- Born: 1974 (age 51–52) Bletchley, England, UK
- Education: The Royal College of Art, Coventry University
- Known for: Painting
- Movement: Contemporary Art
- Patrons: Charles Saatchi
- Website: http://www.jamesjessop.co.uk

= James Jessop =

British artist

James Jessop (born 1974) is a British contemporary artist. He trained at The Royal College of Art (RCA) and Coventry University. He lectures at City and Guilds of London Art School.

His work is influenced by early New York City Subway art and pop culture. He mainly works on large scale canvasses with oil paint, mocking Spoof Horror B-Movie posters. His diptych painting, Fused Foot Star, is in the collection of the RCA.

While working as a security guard, he exhibited in Charles Saatchi's March 2004 New Blood exhibition.

Jessop was shortlisted for the £25,000 Threadneedle Prize at the Mall Galleries, London in 2010.

His 2010 solo show, Beauty and the Beast, at High Roller Society in London included some of his largest works to date, designed to make an impact, still fusing street art with more traditional mediums.

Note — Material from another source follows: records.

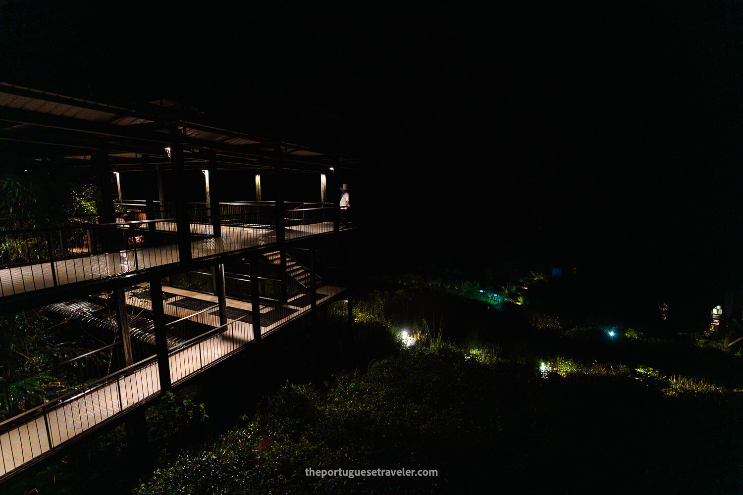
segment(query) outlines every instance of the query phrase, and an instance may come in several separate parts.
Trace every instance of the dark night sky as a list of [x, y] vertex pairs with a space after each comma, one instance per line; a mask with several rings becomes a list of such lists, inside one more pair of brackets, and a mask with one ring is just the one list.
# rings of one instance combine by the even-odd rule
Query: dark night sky
[[408, 253], [739, 278], [739, 3], [158, 3], [1, 1], [0, 80], [360, 151]]

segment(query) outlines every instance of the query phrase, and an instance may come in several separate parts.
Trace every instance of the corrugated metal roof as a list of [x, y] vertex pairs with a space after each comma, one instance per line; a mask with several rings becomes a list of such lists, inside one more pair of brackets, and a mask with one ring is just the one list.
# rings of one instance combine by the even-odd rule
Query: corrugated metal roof
[[30, 96], [19, 96], [8, 93], [0, 93], [0, 105], [41, 114], [59, 115], [100, 122], [107, 122], [116, 117], [115, 114], [101, 111], [100, 110], [83, 108], [82, 107], [77, 107], [73, 105], [49, 102]]

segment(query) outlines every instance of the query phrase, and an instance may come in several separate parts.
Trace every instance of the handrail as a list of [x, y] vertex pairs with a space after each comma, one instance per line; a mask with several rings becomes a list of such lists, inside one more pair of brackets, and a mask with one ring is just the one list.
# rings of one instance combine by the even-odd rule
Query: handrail
[[129, 374], [129, 370], [130, 369], [133, 369], [134, 367], [140, 367], [140, 366], [143, 366], [143, 364], [146, 364], [147, 361], [155, 362], [156, 361], [156, 358], [157, 358], [157, 356], [155, 356], [155, 355], [151, 355], [151, 356], [148, 356], [148, 357], [145, 358], [144, 359], [142, 359], [141, 361], [134, 363], [134, 364], [131, 364], [129, 366], [127, 366], [126, 368], [122, 368], [121, 370], [119, 370], [118, 371], [117, 371], [115, 373], [111, 373], [109, 375], [106, 375], [106, 376], [104, 376], [103, 378], [98, 378], [95, 381], [91, 382], [88, 385], [88, 388], [85, 389], [85, 390], [84, 392], [77, 392], [77, 393], [76, 392], [71, 392], [69, 393], [59, 396], [59, 397], [56, 397], [56, 398], [51, 399], [51, 401], [47, 401], [44, 404], [38, 405], [36, 407], [33, 407], [31, 409], [28, 409], [27, 410], [25, 410], [22, 413], [21, 413], [20, 414], [16, 414], [16, 416], [13, 416], [12, 418], [9, 418], [9, 419], [6, 419], [5, 421], [0, 422], [0, 430], [1, 430], [3, 428], [3, 427], [5, 426], [6, 424], [13, 424], [13, 422], [14, 422], [14, 421], [16, 421], [16, 420], [17, 420], [17, 419], [20, 419], [22, 417], [25, 417], [25, 416], [33, 417], [33, 416], [31, 416], [31, 413], [33, 413], [34, 411], [36, 411], [36, 410], [37, 410], [39, 409], [51, 408], [52, 404], [56, 404], [57, 403], [59, 403], [59, 404], [64, 404], [65, 401], [67, 401], [68, 400], [71, 400], [71, 399], [74, 399], [74, 398], [76, 398], [76, 397], [77, 397], [77, 396], [79, 396], [80, 395], [82, 395], [82, 394], [85, 394], [85, 393], [88, 393], [89, 392], [93, 392], [93, 391], [97, 390], [98, 388], [100, 388], [101, 387], [105, 387], [106, 385], [108, 384], [108, 383], [112, 382], [113, 381], [112, 378], [115, 378], [116, 379], [118, 379], [118, 378], [120, 377], [122, 375], [123, 375], [124, 376], [128, 376]]
[[[232, 321], [228, 321], [227, 323], [225, 323], [225, 324], [224, 324], [222, 325], [220, 325], [219, 327], [215, 327], [215, 328], [208, 330], [206, 332], [204, 332], [204, 333], [202, 333], [201, 335], [196, 335], [195, 337], [192, 337], [191, 338], [189, 338], [189, 340], [186, 341], [185, 342], [181, 342], [181, 344], [178, 344], [176, 347], [173, 347], [172, 349], [169, 349], [168, 350], [168, 355], [169, 356], [169, 355], [171, 355], [172, 354], [175, 354], [177, 353], [179, 353], [180, 351], [183, 350], [184, 349], [185, 349], [186, 347], [190, 347], [191, 345], [192, 345], [192, 344], [191, 344], [192, 342], [195, 343], [196, 341], [198, 341], [198, 340], [205, 340], [205, 339], [208, 338], [209, 337], [211, 337], [212, 335], [216, 335], [218, 333], [221, 333], [222, 332], [224, 331], [223, 330], [224, 327], [227, 327], [227, 325], [234, 324], [236, 321], [242, 321], [243, 318], [247, 318], [248, 316], [252, 316], [252, 314], [243, 315], [242, 316], [241, 316], [239, 318], [237, 318], [233, 320]], [[245, 322], [243, 321], [243, 323], [245, 323]]]
[[169, 321], [169, 322], [166, 323], [165, 324], [165, 326], [166, 327], [169, 327], [171, 325], [174, 325], [174, 324], [178, 323], [179, 321], [183, 321], [184, 320], [189, 320], [189, 319], [193, 318], [194, 316], [195, 316], [197, 315], [201, 315], [201, 313], [203, 313], [203, 312], [204, 312], [206, 311], [209, 311], [210, 309], [213, 309], [214, 308], [218, 308], [218, 307], [219, 307], [219, 304], [215, 304], [214, 306], [210, 306], [210, 307], [208, 307], [208, 308], [207, 308], [205, 309], [201, 309], [199, 312], [195, 312], [195, 313], [191, 313], [188, 316], [184, 316], [184, 317], [183, 317], [181, 318], [178, 318], [178, 320], [174, 320], [173, 321]]

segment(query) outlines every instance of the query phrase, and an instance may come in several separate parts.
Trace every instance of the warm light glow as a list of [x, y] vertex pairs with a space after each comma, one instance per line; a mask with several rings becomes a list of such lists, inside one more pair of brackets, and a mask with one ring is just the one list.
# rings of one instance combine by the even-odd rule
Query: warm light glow
[[406, 347], [412, 347], [415, 344], [415, 342], [418, 341], [418, 339], [415, 337], [409, 336], [406, 330], [403, 330], [400, 332], [400, 340], [403, 341], [403, 345]]

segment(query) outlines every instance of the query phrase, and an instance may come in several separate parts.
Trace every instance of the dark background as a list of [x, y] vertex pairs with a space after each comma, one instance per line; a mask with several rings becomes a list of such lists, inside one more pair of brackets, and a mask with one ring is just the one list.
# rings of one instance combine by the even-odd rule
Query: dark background
[[740, 4], [493, 3], [0, 1], [0, 80], [363, 156], [380, 260], [739, 285]]

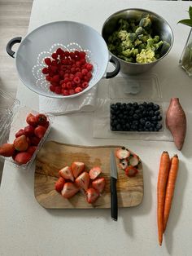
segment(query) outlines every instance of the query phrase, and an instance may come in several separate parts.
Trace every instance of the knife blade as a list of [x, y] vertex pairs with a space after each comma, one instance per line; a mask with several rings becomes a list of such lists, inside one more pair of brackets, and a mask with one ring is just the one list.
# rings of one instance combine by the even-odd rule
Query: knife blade
[[117, 221], [118, 217], [118, 201], [116, 192], [116, 181], [117, 181], [117, 168], [116, 157], [113, 151], [111, 151], [111, 218]]

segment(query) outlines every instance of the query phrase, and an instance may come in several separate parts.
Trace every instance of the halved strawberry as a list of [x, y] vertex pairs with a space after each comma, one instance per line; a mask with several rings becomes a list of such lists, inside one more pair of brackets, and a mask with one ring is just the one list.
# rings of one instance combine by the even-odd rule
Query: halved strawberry
[[84, 171], [76, 179], [76, 183], [78, 187], [87, 190], [89, 185], [89, 175], [86, 171]]
[[69, 166], [65, 166], [59, 171], [59, 174], [66, 179], [71, 179], [74, 181], [74, 177], [72, 175], [72, 168]]
[[129, 158], [129, 164], [132, 166], [137, 166], [138, 162], [139, 162], [139, 158], [137, 155], [133, 155], [131, 156], [131, 157]]
[[129, 166], [124, 171], [127, 176], [134, 177], [137, 174], [138, 170], [132, 166]]
[[128, 164], [129, 164], [128, 159], [120, 159], [120, 160], [119, 166], [120, 166], [120, 169], [125, 170], [128, 166]]
[[98, 178], [92, 182], [92, 187], [95, 188], [99, 193], [102, 193], [105, 188], [105, 179]]
[[98, 192], [94, 188], [89, 188], [86, 191], [86, 201], [89, 204], [93, 204], [99, 196]]
[[130, 156], [130, 152], [127, 148], [123, 147], [116, 150], [116, 156], [119, 159], [125, 159]]
[[85, 168], [85, 163], [81, 161], [73, 161], [72, 164], [72, 171], [73, 176], [76, 178]]
[[79, 190], [79, 188], [77, 188], [74, 183], [66, 183], [61, 191], [61, 194], [65, 198], [71, 198], [76, 194]]
[[55, 190], [59, 193], [65, 183], [65, 180], [63, 177], [59, 177], [55, 184]]
[[94, 166], [89, 170], [89, 174], [91, 179], [94, 179], [101, 174], [101, 172], [102, 170], [99, 166]]

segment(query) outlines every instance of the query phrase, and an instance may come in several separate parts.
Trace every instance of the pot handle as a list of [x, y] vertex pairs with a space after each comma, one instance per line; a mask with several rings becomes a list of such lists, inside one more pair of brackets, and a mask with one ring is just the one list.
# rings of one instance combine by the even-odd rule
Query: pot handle
[[111, 56], [111, 59], [109, 60], [109, 62], [114, 64], [116, 68], [112, 72], [107, 72], [106, 74], [106, 78], [112, 78], [116, 77], [120, 70], [120, 64], [119, 60], [116, 60], [115, 57]]
[[21, 42], [22, 38], [21, 37], [17, 37], [15, 38], [11, 39], [7, 46], [6, 46], [6, 51], [8, 53], [8, 55], [12, 57], [15, 58], [15, 52], [12, 51], [12, 46], [15, 44], [15, 43], [20, 43]]

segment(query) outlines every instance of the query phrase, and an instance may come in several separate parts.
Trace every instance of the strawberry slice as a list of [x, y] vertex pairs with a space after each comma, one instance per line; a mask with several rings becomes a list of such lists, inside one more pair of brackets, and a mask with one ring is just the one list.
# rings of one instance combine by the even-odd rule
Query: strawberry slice
[[99, 193], [102, 193], [105, 188], [105, 179], [98, 178], [92, 182], [92, 187], [95, 188]]
[[129, 164], [132, 166], [137, 166], [138, 162], [139, 162], [139, 158], [138, 158], [138, 157], [137, 155], [133, 155], [129, 158]]
[[134, 177], [137, 174], [138, 170], [132, 166], [129, 166], [124, 171], [127, 176]]
[[94, 188], [89, 188], [86, 191], [86, 201], [89, 204], [93, 204], [99, 196], [98, 192]]
[[73, 163], [72, 164], [72, 171], [73, 176], [76, 178], [81, 172], [85, 170], [85, 163], [81, 161], [73, 161]]
[[59, 193], [65, 183], [65, 180], [63, 177], [59, 177], [55, 184], [55, 190]]
[[79, 188], [77, 188], [74, 183], [66, 183], [61, 191], [61, 194], [64, 198], [71, 198], [76, 194], [79, 190]]
[[74, 177], [72, 175], [72, 168], [69, 166], [65, 166], [59, 171], [59, 174], [66, 179], [71, 179], [74, 181]]
[[84, 171], [76, 179], [76, 183], [78, 187], [87, 190], [89, 185], [89, 175], [86, 171]]
[[123, 147], [116, 150], [116, 156], [119, 159], [125, 159], [130, 156], [130, 152], [127, 148]]
[[101, 174], [101, 168], [99, 166], [95, 166], [89, 170], [89, 174], [91, 179], [94, 179]]

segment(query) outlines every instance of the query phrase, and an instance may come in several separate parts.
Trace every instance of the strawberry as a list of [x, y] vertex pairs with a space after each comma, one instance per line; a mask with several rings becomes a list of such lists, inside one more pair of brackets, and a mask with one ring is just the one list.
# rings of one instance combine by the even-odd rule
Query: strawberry
[[37, 138], [42, 139], [42, 137], [44, 136], [46, 131], [46, 127], [44, 127], [42, 126], [38, 126], [37, 127], [35, 128], [34, 134], [35, 134], [35, 135]]
[[89, 175], [86, 171], [84, 171], [76, 179], [76, 183], [78, 187], [87, 190], [89, 185]]
[[0, 146], [0, 155], [9, 157], [12, 157], [15, 152], [15, 147], [14, 144], [11, 143], [4, 143]]
[[63, 188], [65, 180], [63, 177], [59, 177], [55, 184], [55, 190], [59, 193]]
[[99, 193], [102, 193], [105, 188], [105, 179], [98, 178], [92, 182], [92, 187], [95, 188]]
[[33, 115], [32, 113], [29, 113], [27, 116], [26, 118], [26, 121], [28, 125], [32, 126], [37, 126], [37, 118], [34, 115]]
[[139, 162], [139, 158], [137, 155], [131, 156], [131, 157], [129, 159], [130, 166], [137, 166], [138, 162]]
[[128, 158], [130, 156], [130, 152], [129, 152], [129, 151], [127, 148], [123, 147], [121, 148], [118, 148], [116, 151], [116, 156], [119, 159], [125, 159], [125, 158]]
[[66, 179], [71, 179], [74, 181], [74, 177], [72, 175], [72, 168], [69, 166], [65, 166], [59, 171], [59, 174]]
[[89, 174], [91, 179], [94, 179], [100, 174], [101, 172], [101, 168], [99, 166], [95, 166], [89, 170]]
[[129, 166], [124, 171], [127, 176], [134, 177], [137, 174], [138, 170], [132, 166]]
[[72, 170], [73, 176], [76, 178], [85, 168], [85, 163], [81, 161], [74, 161], [72, 164]]
[[71, 198], [76, 194], [78, 191], [79, 188], [77, 188], [74, 183], [66, 183], [61, 191], [61, 194], [65, 198]]
[[86, 201], [89, 204], [93, 204], [99, 196], [98, 192], [94, 188], [89, 188], [86, 191]]

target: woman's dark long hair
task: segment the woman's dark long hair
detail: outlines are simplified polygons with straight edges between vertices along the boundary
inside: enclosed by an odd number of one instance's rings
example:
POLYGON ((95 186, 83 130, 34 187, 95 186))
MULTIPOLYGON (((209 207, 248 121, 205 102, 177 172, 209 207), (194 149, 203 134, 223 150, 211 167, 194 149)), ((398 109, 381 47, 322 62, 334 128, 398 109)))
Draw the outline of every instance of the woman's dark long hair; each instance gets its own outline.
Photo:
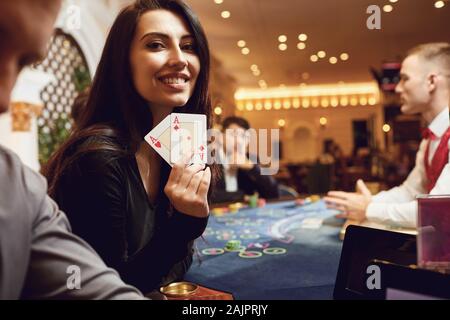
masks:
POLYGON ((134 154, 150 131, 152 114, 148 103, 134 88, 130 48, 141 16, 158 9, 171 11, 184 19, 196 40, 196 54, 200 60, 194 92, 186 105, 176 108, 176 112, 206 114, 208 128, 211 127, 208 92, 210 53, 197 16, 181 0, 135 1, 119 13, 111 27, 76 130, 43 168, 50 196, 55 195, 67 167, 81 155, 98 150, 110 151, 118 156, 134 154))

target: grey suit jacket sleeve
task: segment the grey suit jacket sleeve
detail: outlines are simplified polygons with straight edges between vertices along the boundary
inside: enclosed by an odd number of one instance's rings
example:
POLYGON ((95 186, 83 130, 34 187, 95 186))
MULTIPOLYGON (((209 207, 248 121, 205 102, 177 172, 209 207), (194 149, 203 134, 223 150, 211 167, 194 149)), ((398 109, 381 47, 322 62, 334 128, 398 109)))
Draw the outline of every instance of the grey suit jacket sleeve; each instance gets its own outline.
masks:
POLYGON ((45 179, 2 148, 0 181, 0 299, 143 298, 70 232, 45 179))

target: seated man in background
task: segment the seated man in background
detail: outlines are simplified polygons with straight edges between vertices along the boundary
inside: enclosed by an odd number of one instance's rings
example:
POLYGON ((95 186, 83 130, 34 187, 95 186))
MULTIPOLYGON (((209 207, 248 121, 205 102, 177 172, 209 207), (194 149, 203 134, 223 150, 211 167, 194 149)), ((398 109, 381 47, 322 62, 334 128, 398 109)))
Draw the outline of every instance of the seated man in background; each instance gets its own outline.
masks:
MULTIPOLYGON (((0 1, 0 113, 8 110, 20 70, 45 57, 60 6, 60 0, 0 1)), ((143 298, 70 232, 45 179, 2 147, 0 181, 0 300, 143 298)))
POLYGON ((262 175, 260 166, 248 157, 249 129, 248 121, 240 117, 229 117, 222 123, 223 141, 218 147, 222 175, 212 193, 214 203, 242 201, 255 192, 265 199, 279 197, 277 181, 262 175))
POLYGON ((325 201, 343 217, 414 228, 420 194, 450 194, 450 44, 429 43, 409 51, 396 87, 404 114, 420 114, 427 124, 416 165, 399 187, 372 196, 362 180, 357 193, 331 191, 325 201))

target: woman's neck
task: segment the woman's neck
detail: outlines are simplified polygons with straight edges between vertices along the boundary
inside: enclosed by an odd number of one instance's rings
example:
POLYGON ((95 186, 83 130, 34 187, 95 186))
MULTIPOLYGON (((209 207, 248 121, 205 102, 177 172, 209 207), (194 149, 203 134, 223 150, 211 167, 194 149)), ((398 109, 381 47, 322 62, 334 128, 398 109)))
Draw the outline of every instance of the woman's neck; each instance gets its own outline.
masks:
POLYGON ((173 112, 174 108, 164 107, 164 106, 150 106, 152 112, 152 128, 156 127, 161 121, 163 121, 169 114, 173 112))

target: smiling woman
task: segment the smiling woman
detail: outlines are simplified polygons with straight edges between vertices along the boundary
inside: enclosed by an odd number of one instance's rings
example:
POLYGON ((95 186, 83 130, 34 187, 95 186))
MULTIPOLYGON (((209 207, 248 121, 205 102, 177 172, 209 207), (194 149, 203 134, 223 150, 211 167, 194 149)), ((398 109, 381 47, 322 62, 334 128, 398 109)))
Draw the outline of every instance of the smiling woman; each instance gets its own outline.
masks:
POLYGON ((183 2, 126 7, 77 129, 44 170, 73 231, 143 292, 182 279, 208 220, 210 168, 171 169, 143 137, 173 111, 209 118, 209 59, 183 2))

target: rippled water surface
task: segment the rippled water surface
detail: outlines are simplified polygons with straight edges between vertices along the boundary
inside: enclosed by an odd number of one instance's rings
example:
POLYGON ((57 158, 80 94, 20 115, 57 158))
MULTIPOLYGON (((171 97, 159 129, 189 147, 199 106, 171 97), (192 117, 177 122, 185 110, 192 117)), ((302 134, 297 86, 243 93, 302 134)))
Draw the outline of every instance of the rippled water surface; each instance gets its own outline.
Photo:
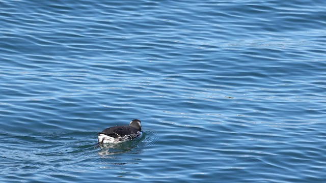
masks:
POLYGON ((0 1, 0 181, 324 182, 325 5, 0 1))

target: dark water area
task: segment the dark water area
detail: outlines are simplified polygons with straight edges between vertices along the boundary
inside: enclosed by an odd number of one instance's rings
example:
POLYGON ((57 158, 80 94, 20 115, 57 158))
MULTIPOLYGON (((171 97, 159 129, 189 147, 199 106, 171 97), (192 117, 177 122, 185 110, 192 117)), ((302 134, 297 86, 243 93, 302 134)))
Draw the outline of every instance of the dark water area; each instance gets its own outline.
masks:
POLYGON ((0 1, 0 181, 324 182, 325 5, 0 1))

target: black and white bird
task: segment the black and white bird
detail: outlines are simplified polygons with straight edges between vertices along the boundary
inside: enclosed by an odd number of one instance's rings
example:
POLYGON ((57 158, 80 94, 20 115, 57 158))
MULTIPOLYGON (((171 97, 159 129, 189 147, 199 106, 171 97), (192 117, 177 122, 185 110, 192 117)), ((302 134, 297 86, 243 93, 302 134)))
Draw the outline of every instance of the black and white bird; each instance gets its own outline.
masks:
POLYGON ((128 126, 108 128, 97 134, 98 145, 103 143, 119 143, 141 137, 142 125, 139 119, 133 119, 128 126))

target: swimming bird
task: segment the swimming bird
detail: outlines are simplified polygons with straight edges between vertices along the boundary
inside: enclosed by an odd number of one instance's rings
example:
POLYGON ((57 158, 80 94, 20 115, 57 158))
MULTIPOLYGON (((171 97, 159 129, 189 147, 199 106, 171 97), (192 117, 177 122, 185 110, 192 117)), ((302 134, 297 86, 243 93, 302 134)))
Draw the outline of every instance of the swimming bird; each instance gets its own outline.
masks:
POLYGON ((98 146, 103 143, 119 143, 142 136, 142 125, 139 119, 133 119, 129 125, 117 126, 105 129, 97 134, 98 146))

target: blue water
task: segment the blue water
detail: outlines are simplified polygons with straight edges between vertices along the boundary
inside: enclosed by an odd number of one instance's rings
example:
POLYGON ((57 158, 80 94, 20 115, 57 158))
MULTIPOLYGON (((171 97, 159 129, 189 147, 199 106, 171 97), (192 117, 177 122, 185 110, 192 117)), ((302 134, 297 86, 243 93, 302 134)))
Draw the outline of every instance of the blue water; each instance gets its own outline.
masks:
POLYGON ((0 182, 324 182, 325 6, 1 1, 0 182))

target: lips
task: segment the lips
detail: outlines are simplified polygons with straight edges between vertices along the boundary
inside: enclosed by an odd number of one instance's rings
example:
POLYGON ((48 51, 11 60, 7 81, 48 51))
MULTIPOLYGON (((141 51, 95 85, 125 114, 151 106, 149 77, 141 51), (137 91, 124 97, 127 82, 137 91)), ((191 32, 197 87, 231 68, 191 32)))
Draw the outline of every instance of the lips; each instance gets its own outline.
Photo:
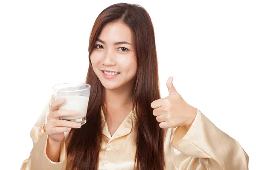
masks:
POLYGON ((104 77, 108 79, 113 79, 116 77, 119 74, 120 74, 120 73, 118 73, 118 74, 117 74, 117 72, 115 72, 116 73, 114 74, 113 73, 114 72, 107 72, 105 71, 102 71, 102 74, 104 77), (106 74, 104 73, 105 72, 106 72, 106 74), (110 74, 111 73, 111 75, 110 74))

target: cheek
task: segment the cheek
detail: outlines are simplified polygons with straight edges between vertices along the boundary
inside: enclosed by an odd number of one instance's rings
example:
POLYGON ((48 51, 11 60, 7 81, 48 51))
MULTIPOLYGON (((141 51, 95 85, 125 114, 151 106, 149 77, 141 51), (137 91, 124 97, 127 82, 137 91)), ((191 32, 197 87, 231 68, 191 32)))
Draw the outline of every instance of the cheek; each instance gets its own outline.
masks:
POLYGON ((97 54, 96 52, 93 52, 91 53, 90 58, 93 66, 98 64, 102 60, 101 55, 97 54))

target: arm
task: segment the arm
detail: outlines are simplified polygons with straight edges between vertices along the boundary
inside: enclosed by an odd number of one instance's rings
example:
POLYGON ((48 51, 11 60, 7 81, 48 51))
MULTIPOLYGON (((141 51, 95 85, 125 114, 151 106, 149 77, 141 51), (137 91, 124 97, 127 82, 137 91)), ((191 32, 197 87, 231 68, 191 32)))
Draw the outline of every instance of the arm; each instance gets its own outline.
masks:
POLYGON ((177 127, 170 142, 177 169, 248 170, 249 157, 239 144, 198 109, 189 129, 177 127))
MULTIPOLYGON (((21 170, 51 169, 64 170, 66 169, 65 158, 67 157, 67 152, 64 139, 61 141, 60 144, 58 162, 52 161, 46 154, 46 149, 48 149, 47 146, 49 143, 48 136, 46 133, 44 133, 45 127, 44 124, 46 124, 47 120, 46 117, 49 114, 50 104, 53 99, 54 97, 52 96, 51 100, 44 107, 30 131, 30 137, 32 139, 34 146, 30 152, 29 157, 22 163, 21 170)), ((54 147, 53 145, 50 146, 54 147)))

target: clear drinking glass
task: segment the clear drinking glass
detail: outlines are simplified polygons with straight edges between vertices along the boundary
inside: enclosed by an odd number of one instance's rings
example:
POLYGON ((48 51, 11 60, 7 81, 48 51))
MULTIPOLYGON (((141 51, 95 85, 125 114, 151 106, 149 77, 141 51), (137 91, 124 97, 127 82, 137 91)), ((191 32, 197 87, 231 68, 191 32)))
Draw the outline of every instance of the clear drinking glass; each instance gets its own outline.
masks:
POLYGON ((90 85, 81 83, 68 83, 52 87, 55 99, 64 98, 66 102, 58 109, 78 111, 79 114, 75 116, 61 116, 61 119, 81 123, 86 123, 86 113, 90 96, 90 85))

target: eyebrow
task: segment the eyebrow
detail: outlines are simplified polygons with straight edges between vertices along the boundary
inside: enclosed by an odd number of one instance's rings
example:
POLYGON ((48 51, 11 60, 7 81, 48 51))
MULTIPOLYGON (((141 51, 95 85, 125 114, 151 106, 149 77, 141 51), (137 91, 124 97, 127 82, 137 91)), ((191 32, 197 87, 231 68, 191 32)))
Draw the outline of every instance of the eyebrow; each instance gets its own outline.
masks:
MULTIPOLYGON (((101 43, 102 43, 104 44, 105 44, 104 41, 102 41, 102 40, 98 38, 96 38, 96 41, 99 41, 99 42, 101 42, 101 43)), ((125 41, 120 41, 119 42, 116 42, 114 43, 114 45, 119 45, 120 44, 129 44, 131 45, 131 44, 130 43, 125 41)))

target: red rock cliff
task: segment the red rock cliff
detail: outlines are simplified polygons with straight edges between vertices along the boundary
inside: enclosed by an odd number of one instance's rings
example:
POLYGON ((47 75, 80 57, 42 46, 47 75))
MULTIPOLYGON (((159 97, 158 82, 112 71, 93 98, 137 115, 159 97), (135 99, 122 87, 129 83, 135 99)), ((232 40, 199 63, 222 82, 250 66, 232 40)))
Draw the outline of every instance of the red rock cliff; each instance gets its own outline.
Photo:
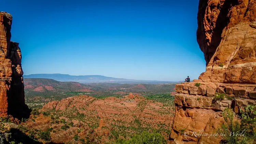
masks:
POLYGON ((197 41, 204 82, 256 84, 255 0, 201 0, 197 41))
POLYGON ((199 80, 175 86, 172 143, 219 143, 219 137, 196 136, 193 132, 214 133, 226 107, 239 113, 256 104, 256 2, 199 0, 197 41, 206 70, 199 80), (233 98, 214 102, 216 92, 233 98))
POLYGON ((27 116, 22 56, 18 43, 11 42, 12 15, 0 12, 0 116, 27 116))

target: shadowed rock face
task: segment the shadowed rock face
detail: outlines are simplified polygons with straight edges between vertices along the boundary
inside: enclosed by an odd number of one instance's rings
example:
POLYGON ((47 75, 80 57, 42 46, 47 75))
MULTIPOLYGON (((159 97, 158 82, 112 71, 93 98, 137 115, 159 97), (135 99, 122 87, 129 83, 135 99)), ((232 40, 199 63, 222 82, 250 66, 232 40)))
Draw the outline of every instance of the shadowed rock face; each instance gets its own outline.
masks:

Jessop has worked extensively with Polo Ralph Lauren Jeans in the past year as part of their Art Stars project.

In May 2012 Jessop was featured on BBC 1's The Apprentice UK where the team was challenged to sell the work of various Urban Artists.

In 2018 Jessop exhihibited at the Artmossphere Biennale in Moscow. During 2019 he was commissioned to make a new work, which was based on the painting Minerva Protecting Peace from Mars, to go on permanent display in Milton Keynes Central Library where today it is seen by around 20,000 people every month.